As Egyptian foreign minister at the time of the August 1990 invasion of Kuwait and subsequent Gulf War, Dr Boutros-Ghali fully supported military action against Iraq. "It was an invasion of a UN member country. It was an anschluss." Although he had reservations about economic sanctions, he said the Secretary General could not take a different position from the Security Council. So he campaigned hard for the oil-for-food agreement.

"It was not an easy operation; the Iraqis made complications and the Anglo-Americans also made complications. To obtain this resolution I was fighting on two fronts," he said.

Dr Boutros-Ghali said he watched the US turn against the UN after the debacle in Mogadishu and the election of a Republican majority to Congress. But he was perplexed by the British position.
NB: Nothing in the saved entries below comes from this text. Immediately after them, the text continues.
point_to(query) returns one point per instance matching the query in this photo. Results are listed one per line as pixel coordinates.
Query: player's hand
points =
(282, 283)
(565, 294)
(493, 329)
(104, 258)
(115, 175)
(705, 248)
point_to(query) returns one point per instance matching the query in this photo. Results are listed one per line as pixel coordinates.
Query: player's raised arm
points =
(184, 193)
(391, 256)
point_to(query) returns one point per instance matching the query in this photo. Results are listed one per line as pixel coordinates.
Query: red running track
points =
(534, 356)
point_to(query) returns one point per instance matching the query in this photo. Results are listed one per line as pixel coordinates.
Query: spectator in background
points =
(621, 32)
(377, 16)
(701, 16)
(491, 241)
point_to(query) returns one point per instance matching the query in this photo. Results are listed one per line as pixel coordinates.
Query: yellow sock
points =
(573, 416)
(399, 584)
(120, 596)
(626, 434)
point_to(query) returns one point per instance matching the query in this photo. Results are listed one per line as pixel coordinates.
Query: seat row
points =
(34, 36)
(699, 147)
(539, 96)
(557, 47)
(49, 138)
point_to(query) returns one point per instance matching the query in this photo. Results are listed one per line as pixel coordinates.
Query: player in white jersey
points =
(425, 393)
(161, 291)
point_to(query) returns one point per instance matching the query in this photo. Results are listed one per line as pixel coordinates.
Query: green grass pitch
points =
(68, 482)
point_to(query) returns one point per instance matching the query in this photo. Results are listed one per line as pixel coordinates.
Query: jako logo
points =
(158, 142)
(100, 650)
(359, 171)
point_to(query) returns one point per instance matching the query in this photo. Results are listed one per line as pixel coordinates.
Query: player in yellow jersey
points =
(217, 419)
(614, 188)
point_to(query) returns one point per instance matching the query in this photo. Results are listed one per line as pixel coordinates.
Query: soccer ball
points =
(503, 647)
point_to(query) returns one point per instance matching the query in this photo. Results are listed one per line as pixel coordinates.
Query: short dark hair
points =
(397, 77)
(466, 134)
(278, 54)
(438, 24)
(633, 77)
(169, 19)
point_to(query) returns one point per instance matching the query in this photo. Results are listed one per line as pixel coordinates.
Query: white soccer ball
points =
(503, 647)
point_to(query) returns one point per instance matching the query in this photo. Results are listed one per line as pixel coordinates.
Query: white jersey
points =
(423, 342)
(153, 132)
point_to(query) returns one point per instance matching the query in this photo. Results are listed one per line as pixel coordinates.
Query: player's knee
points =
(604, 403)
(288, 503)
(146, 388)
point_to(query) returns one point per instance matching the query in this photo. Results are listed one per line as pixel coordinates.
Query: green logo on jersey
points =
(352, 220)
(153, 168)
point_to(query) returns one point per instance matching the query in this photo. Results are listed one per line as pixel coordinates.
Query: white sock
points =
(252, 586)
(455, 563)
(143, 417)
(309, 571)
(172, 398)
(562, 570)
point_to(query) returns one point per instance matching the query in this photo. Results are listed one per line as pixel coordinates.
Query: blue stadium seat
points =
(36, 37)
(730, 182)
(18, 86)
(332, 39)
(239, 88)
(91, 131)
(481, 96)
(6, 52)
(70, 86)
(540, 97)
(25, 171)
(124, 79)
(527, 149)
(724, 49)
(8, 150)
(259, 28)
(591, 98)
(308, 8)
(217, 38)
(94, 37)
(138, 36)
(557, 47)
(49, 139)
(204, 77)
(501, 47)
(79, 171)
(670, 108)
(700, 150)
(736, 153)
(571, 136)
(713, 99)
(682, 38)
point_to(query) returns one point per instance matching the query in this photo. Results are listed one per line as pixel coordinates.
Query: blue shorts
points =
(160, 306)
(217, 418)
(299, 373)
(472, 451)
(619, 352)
"I don't understand why Britain is taking this attitude. In the oil-for-food negotiations, the British ambassador raised more objections than Madeleine Albright. It was the same with the Libyan problem." When asked to comment on the role of Ms Albright - his nemesis at the UN - in the Iraqi crisis, Dr Boutros-Ghali winced and replied: "I am a gentleman; gentlemen don't talk."

Could there be any truth to Iraqi allegations that UN weapons inspectors are not always neutral technicians? "We never know what happens in the UN," Dr Boutros-Ghali admitted. "It is very difficult - will a high-ranking civil servant give information to his own country? Will a general [serving with the UN] act on behalf of his own government? Here the UN is very handicapped; we have no intelligence service . . . "What is in the Charter regarding the independence of the Secretary General unfortunately doesn't correspond to reality, because member-states use the UN for their own purposes."